John Renslow: Playoffs? You want to talk about playoffs?
Get Into Golf
Are you ready for the playoffs? We’re talking about the new PGA Tour playoffs. Yes, in 2007, the PGA Tour introduced a “post-season.” Following the final regular tour event, the top 125 players qualified for the first of four playoff tournaments.
The format is interesting, but if you aren’t paying attention it will look like a regular tour event. And, unless you have an affinity for numbers, it can get real confusing, real fast. Let’s see if we can simplify things to make this more fun to watch over the weekend.
It is a four week schedule, with each week very similar to a normal week on tour. Each event has its own sponsor (starting this week with “The Barclays”) and rounds are played Thursday – Sunday.
Similar to playoffs in other sports, the number of participants is whittled down each week. After the first week, the top 100 players will continue on to week #2 (The Deutsche Bank Championship). Then 70 players will advance to week #3 (the BMW Championship) and the final, still known as the Tour Championship will field the top 30 players.
The playoff tournaments are essentially consecutive, although this year, there is a two-week period between week three and the Tour Championship.
It all started at the first stop of the tour schedule, this year at the SBS Championship (on Maui) in January. The players are earning points based on the how they finish each week. Sounds a bit like NASCAR points … and it is.
Everybody who plays well, and makes the cut, gets a certain number of points. Using the AT&T Pebble Beach Pro-Am as an example, the winner received 500 points and the last player to earn a paycheck received one whopping point. After the Tour’s last event in August, those who have enough points to finish 125th or better on the list, qualify for the playoffs.
These guys are playing hard all year, FedEx Cup or not, however, it is an added bonus for both the players and fans. For the players it is the opportunity and challenge to compete with the Tour’s best, not to mention that the winner of this little shin dig gets $10 million.
For us, the fans, we get to see the top players for a solid month. Throughout the year, some guys will skip a tournament for rest, family, or maybe they just don’t like the golf course. But, when you’re talking $10 million and the chance to end the year on top, all of the boys will lace up the spikes and tee it up.
In my opinion, the only problem is that the Tour can get too commercial. I know, I know the whole thing’s about endorsements, big business and bringing in more revenue, but I think that the playoff message gets lost in the promotion of the sponsor. Most people have heard of the Tour Championship and we might have heard the phrase ‘the Fed Ex Cup’, but how many of us know that there is a four week playoff system?
College football has done this. We used to understand what the Rose Bowl was. Now we have the Tostada Bowl or, one of my personal favorites, the Chick-fil-A bowl. What is that?
That having been said, the idea of a playoff is enjoyable and a boat-load better that the best team being chosen by a computer program (thank you BCS). It gives all of the best players a chance to show their talent and we get to watch.

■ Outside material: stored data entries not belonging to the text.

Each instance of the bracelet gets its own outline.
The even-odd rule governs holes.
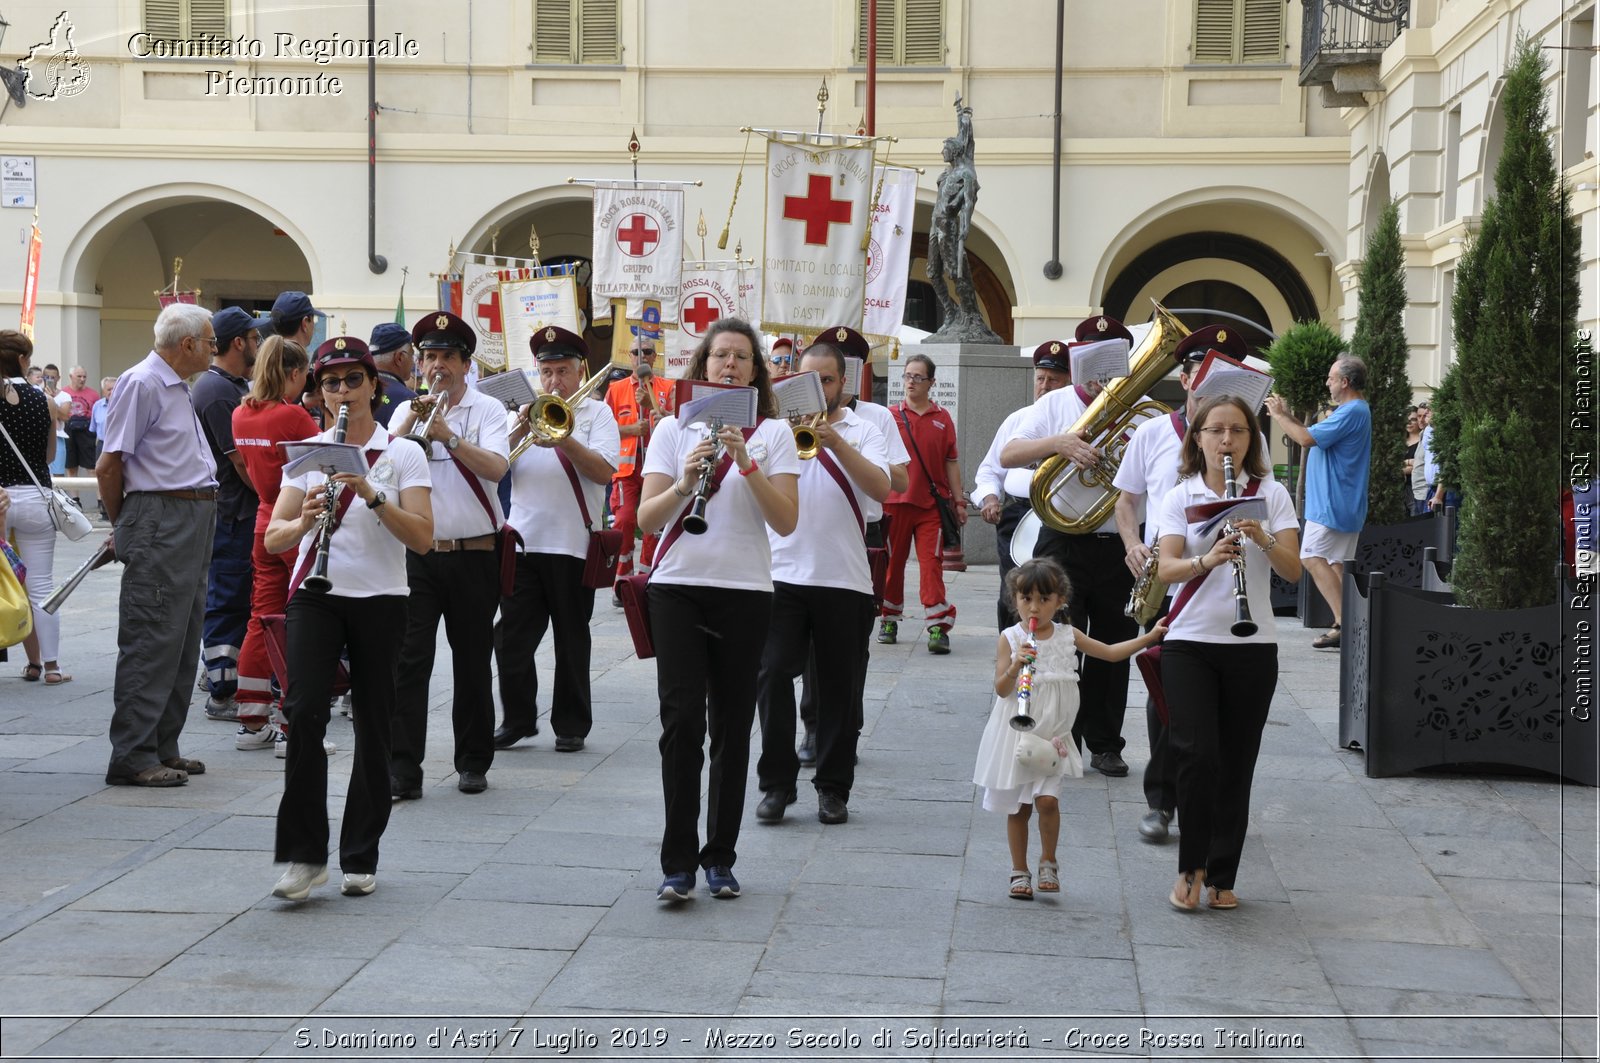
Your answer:
[[[740,469],[739,470],[739,475],[740,476],[749,476],[751,473],[755,472],[759,468],[761,468],[760,463],[752,461],[750,463],[750,467],[748,469]]]
[[[1196,576],[1205,571],[1205,565],[1201,563],[1199,554],[1196,554],[1189,559],[1189,571],[1193,572]]]
[[[677,495],[679,498],[688,498],[690,495],[694,494],[694,491],[692,491],[692,490],[689,490],[689,491],[680,491],[680,490],[678,490],[679,483],[681,483],[681,481],[679,481],[679,480],[672,481],[672,493],[673,494]]]
[[[1267,545],[1263,546],[1261,549],[1262,549],[1263,552],[1265,552],[1265,551],[1269,551],[1269,550],[1273,549],[1277,545],[1278,545],[1278,537],[1276,535],[1273,535],[1271,532],[1267,532]]]

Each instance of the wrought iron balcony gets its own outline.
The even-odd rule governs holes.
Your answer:
[[[1406,28],[1411,0],[1302,0],[1300,84],[1327,85],[1341,66],[1376,63]]]

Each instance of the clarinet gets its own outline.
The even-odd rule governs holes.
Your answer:
[[[1036,616],[1028,617],[1028,641],[1024,645],[1035,654],[1039,652],[1039,640],[1033,637],[1033,629],[1039,624]],[[1033,702],[1033,671],[1034,664],[1029,661],[1022,666],[1022,674],[1017,676],[1017,711],[1011,717],[1011,729],[1014,731],[1031,731],[1038,724],[1030,711]]]
[[[711,438],[717,439],[722,432],[722,422],[711,422]],[[704,535],[710,527],[706,523],[706,505],[711,501],[711,493],[715,488],[717,462],[722,460],[722,441],[717,440],[717,448],[711,456],[700,463],[700,482],[695,485],[694,501],[689,503],[689,512],[683,516],[683,530],[690,535]]]
[[[1227,479],[1224,488],[1228,498],[1239,497],[1239,484],[1233,478],[1233,455],[1222,456],[1222,475]],[[1222,526],[1222,534],[1232,537],[1239,534],[1232,521]],[[1244,549],[1240,544],[1239,556],[1233,559],[1233,626],[1228,629],[1234,638],[1248,638],[1256,633],[1256,622],[1250,619],[1250,591],[1244,581]]]
[[[350,423],[350,404],[339,404],[339,420],[333,426],[333,441],[344,442],[344,434]],[[317,556],[311,562],[311,574],[305,578],[307,590],[317,594],[326,594],[333,588],[333,581],[328,578],[328,547],[333,541],[333,514],[334,503],[339,498],[339,489],[344,485],[328,478],[328,505],[322,511],[322,516],[317,518]]]

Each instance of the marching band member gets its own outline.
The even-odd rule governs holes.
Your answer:
[[[428,462],[414,446],[396,442],[374,417],[382,400],[378,367],[367,345],[339,336],[317,348],[317,382],[330,404],[349,410],[345,442],[366,452],[365,476],[340,473],[328,536],[331,586],[318,592],[302,581],[312,568],[328,508],[327,478],[320,472],[285,476],[266,548],[281,554],[299,547],[287,610],[289,754],[278,804],[276,858],[286,871],[275,897],[303,901],[328,881],[327,732],[333,677],[341,651],[350,654],[355,760],[339,830],[342,890],[351,896],[377,888],[378,841],[389,823],[390,720],[395,666],[405,630],[407,550],[426,550],[433,538]],[[335,408],[337,408],[335,406]],[[335,429],[318,439],[331,440]]]
[[[436,403],[447,406],[428,428],[435,538],[406,555],[411,596],[400,660],[398,727],[389,763],[391,796],[397,801],[422,796],[428,680],[441,616],[451,650],[456,789],[477,794],[489,787],[487,775],[494,761],[491,655],[494,614],[500,605],[496,551],[500,517],[493,499],[507,465],[505,406],[467,385],[472,352],[478,346],[471,326],[438,310],[423,315],[411,338],[429,390],[394,415],[391,431],[396,435],[420,431]]]
[[[1111,317],[1092,317],[1077,329],[1078,344],[1122,339],[1130,345],[1133,334],[1122,322]],[[1080,382],[1052,392],[1033,404],[1023,419],[1017,437],[1000,453],[1008,469],[1022,468],[1060,453],[1080,464],[1092,464],[1099,452],[1071,431],[1103,390],[1094,381]],[[1133,577],[1123,560],[1122,539],[1117,534],[1115,516],[1082,535],[1063,535],[1052,528],[1039,532],[1035,557],[1049,557],[1067,570],[1072,583],[1069,611],[1072,626],[1107,645],[1126,642],[1139,633],[1139,625],[1123,615]],[[1073,737],[1089,747],[1089,765],[1102,775],[1123,776],[1128,765],[1122,759],[1122,720],[1128,708],[1127,661],[1084,660],[1078,684],[1080,709],[1072,725]]]
[[[744,816],[756,675],[772,616],[767,529],[788,535],[799,514],[800,460],[794,433],[772,417],[777,408],[760,334],[737,318],[713,323],[695,348],[686,379],[754,387],[758,423],[745,430],[724,426],[713,441],[698,427],[680,426],[676,417],[668,417],[657,426],[645,457],[639,524],[646,532],[669,529],[649,586],[666,805],[664,878],[656,895],[664,901],[689,897],[697,867],[706,869],[712,896],[739,895],[733,865]],[[704,463],[717,455],[716,472],[706,481],[707,489],[716,488],[706,507],[707,530],[683,535],[682,519],[694,502]],[[708,729],[711,779],[701,846],[700,768]]]
[[[794,680],[815,652],[817,818],[849,818],[855,782],[861,677],[875,609],[867,565],[866,506],[889,495],[889,452],[883,434],[848,406],[845,352],[865,358],[867,341],[849,328],[824,329],[806,348],[799,371],[822,380],[828,417],[815,429],[819,449],[801,462],[800,518],[793,534],[768,529],[772,544],[772,626],[757,680],[761,759],[756,776],[765,796],[756,818],[776,822],[797,797],[800,760],[794,748]]]
[[[588,344],[552,326],[535,332],[528,346],[539,366],[540,388],[572,398],[589,364]],[[515,447],[528,425],[523,415],[514,415],[513,423],[510,443]],[[501,597],[495,625],[505,718],[494,733],[494,747],[505,749],[539,733],[539,670],[533,655],[553,626],[556,674],[550,726],[556,752],[571,753],[583,748],[593,724],[589,620],[594,591],[583,585],[583,566],[590,529],[605,505],[605,485],[617,467],[617,422],[605,403],[585,399],[572,411],[572,431],[559,443],[538,433],[534,438],[534,445],[511,466],[509,523],[522,537],[522,552],[517,555],[516,587]]]
[[[1034,348],[1034,402],[1066,387],[1071,380],[1066,344],[1060,340],[1050,340]],[[995,546],[1000,554],[1000,597],[995,605],[995,614],[1002,632],[1017,622],[1016,606],[1011,600],[1014,596],[1006,592],[1006,577],[1017,567],[1011,557],[1011,533],[1016,531],[1017,521],[1028,512],[1028,487],[1033,480],[1033,473],[1028,469],[1007,469],[1000,464],[1000,451],[1016,436],[1030,408],[1024,406],[1000,422],[994,442],[989,444],[988,453],[984,454],[973,478],[972,497],[978,501],[980,515],[985,523],[995,526]]]
[[[1266,500],[1267,519],[1241,518],[1233,522],[1236,534],[1202,538],[1202,523],[1190,519],[1190,509],[1227,495],[1225,454],[1233,458],[1239,493],[1254,488]],[[1278,682],[1271,574],[1291,583],[1300,580],[1294,503],[1282,484],[1265,479],[1266,472],[1260,424],[1244,400],[1206,399],[1183,437],[1178,466],[1183,479],[1167,493],[1156,518],[1161,578],[1174,586],[1204,581],[1171,620],[1161,653],[1183,825],[1178,880],[1168,899],[1182,911],[1199,907],[1206,886],[1211,887],[1209,907],[1239,904],[1233,885],[1249,826],[1250,785]],[[1230,631],[1236,613],[1229,565],[1240,557],[1250,612],[1261,618],[1255,634],[1244,637]],[[1219,567],[1221,572],[1214,571]]]
[[[633,540],[638,528],[639,489],[644,483],[644,456],[649,451],[650,433],[672,409],[672,381],[655,375],[656,350],[646,341],[633,347],[633,374],[614,380],[606,388],[606,405],[616,418],[622,436],[622,452],[617,472],[612,477],[612,527],[622,533],[622,552],[617,555],[617,578],[633,573]],[[647,390],[648,389],[648,390]],[[652,399],[654,401],[652,401]],[[644,537],[639,560],[649,570],[656,539]],[[611,596],[611,604],[622,603]]]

It just needs to be promoted for what it is; the playoffs. Then we can get excited about it, like the Super Bowl or the World Series.
Last year’s winner was Tiger Woods. Tiger entered the playoffs in first place. Following a win in week #3 and a pair of second-place finishes in week one and week four, he led the field in points.
This year we have Ernie Els entering the playoffs with point lead. Phil Mickelson is right on his heels at No. 5. Tiger, still knee-deep in some People Magazine stuff is way back at No. 112, but the points are doubled for the playoffs. So, you just never know. It starts at noon on Golf Channel.